HAVING made eight changes from the Liverpool side that against Burnley at the weekend, Jürgen Klopp gave his supporting cast a chance to put themselves forward for a leading role.
However, as has been typical of Liverpool of late, The Reds once again flattered to deceive.
Liverpool started the game well and seem to have a plan to expose the Leicester back four, Andy Robertson in particular taking advantage of the space on the left allowed by Phil Coutinho’s movement, but having failed to make anything of the number of chances afforded to them in the first half, the creeping doubt that accompanies this side when they’ve been wasteful set in the moment half time arrived.
It’s too easy to pin the second half on one change, and saving Coutinho’s legs for the weekend made, and still does make, perfect sense and does not excuse what followed, Liverpool should have enough in their locker to see off a poor Leicester side.
The energetic profligacy of the first period could not have been more different from what was a listless, leaderless second, a 45 minutes devoid of ideas and inspiration.
It’s a shame that Dom Solanke and Robertson’s encouraging first-half forays will be forgotten, both dragged down the dirge of second half, but in the final analysis they are probably, alongside Danny Ward, the only members of the “second” squad who have enhanced their credentials on the night.
Of all the anticipated changes, the Welsh goalkeeper was the one that had more eyes on him than most and can be happy with his performance, Ward could do nothing about the goals he conceded, cleared his lines well, looked unflustered, made a really smart save low to his left when the game was effectively over and did something Liverpool fans haven’t seen since Pepe Reina was good by attacking a set piece and taking the ball over the top of opposition attackers and his own defenders on the edge of his own area.
That’s where the positives end…
The much-celebrated Alex Oxlade-Chamberlain, given his first start in a Liverpool shirt, showed very little of the pace and drive expected of him and looked sloppy in the central-midfield area he craves to play in and wasteful when further up the field.
Marko Grujic endured a similar night, the 21-year-old has an elegance about him but on tonight’s display can only play in the direction he’s facing, is a walking yellow card and is nowhere near fast enough to play in this Liverpool side long term.
And while the mind may be willing and the desire undeniable, John Flanagan’s injuries again told their own story on his return to the side tonight and he again looked a million miles from the player that smashed his way into the best Liverpool side of the last 10 years.
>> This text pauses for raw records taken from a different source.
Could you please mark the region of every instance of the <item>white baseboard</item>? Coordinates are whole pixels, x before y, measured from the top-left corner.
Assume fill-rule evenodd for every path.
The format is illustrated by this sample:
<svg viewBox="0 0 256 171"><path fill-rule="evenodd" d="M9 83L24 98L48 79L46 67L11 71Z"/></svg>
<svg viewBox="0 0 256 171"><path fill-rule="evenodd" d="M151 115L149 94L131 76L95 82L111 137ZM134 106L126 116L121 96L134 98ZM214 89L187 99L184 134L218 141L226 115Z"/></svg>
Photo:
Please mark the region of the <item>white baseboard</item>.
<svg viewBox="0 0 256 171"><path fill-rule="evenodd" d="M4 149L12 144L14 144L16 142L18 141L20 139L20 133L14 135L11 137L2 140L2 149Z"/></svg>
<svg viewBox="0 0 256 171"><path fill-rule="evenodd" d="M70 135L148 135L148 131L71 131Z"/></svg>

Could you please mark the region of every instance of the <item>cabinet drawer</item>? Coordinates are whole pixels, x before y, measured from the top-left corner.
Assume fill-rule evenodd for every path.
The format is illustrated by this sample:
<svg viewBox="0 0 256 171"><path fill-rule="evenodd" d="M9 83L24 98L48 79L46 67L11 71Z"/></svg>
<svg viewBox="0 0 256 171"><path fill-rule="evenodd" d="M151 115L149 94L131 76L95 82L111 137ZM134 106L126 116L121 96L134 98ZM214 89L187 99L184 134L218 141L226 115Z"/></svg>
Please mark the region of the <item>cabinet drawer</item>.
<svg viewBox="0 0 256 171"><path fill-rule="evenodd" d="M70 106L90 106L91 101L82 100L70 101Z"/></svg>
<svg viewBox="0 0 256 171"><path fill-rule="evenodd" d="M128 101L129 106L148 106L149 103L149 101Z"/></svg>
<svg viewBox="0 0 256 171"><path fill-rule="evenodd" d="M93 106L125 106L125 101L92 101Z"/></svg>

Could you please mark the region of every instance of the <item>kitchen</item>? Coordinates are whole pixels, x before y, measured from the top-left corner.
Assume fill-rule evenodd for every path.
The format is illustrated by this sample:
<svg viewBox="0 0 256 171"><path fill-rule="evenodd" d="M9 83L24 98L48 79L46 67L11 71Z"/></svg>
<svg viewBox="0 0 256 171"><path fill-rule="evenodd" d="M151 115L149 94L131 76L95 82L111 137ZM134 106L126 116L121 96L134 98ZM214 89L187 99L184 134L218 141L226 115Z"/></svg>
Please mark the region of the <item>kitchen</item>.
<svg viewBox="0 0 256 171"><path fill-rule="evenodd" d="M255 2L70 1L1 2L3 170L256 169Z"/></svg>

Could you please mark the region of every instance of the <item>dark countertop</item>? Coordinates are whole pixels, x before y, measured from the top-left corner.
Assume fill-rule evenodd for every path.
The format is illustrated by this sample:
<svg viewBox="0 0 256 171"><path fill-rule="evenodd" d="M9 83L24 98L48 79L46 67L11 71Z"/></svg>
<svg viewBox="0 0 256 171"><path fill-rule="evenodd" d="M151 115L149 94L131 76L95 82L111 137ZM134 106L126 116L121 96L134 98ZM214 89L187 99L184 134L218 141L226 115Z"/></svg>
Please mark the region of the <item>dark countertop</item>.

But to stick all of the blame tonight on the second stringers would be to absolve the senior members of tonight’s team of responsibility.
Both Georginio Wijnaldum and Jordan Henderson in particular had nights to forget, the latter showing nothing like the form of last season, the dynamism that defined his better performances was again missing, as was the maturity and leadership required to steady the ship at the first sign of stormy water.
That Liverpool only seem to have one gear, stall badly and blow themselves out when they aren’t a full throttle is massive cause for alarm, the ability for sides to shift up and down when the need to “keep and contain” is paramount to any team with designs on trophies.
It is that lack of nous, more than a lack of talent, that’s the most worrying trait within this squad and one that cannot wait until January to be corrected.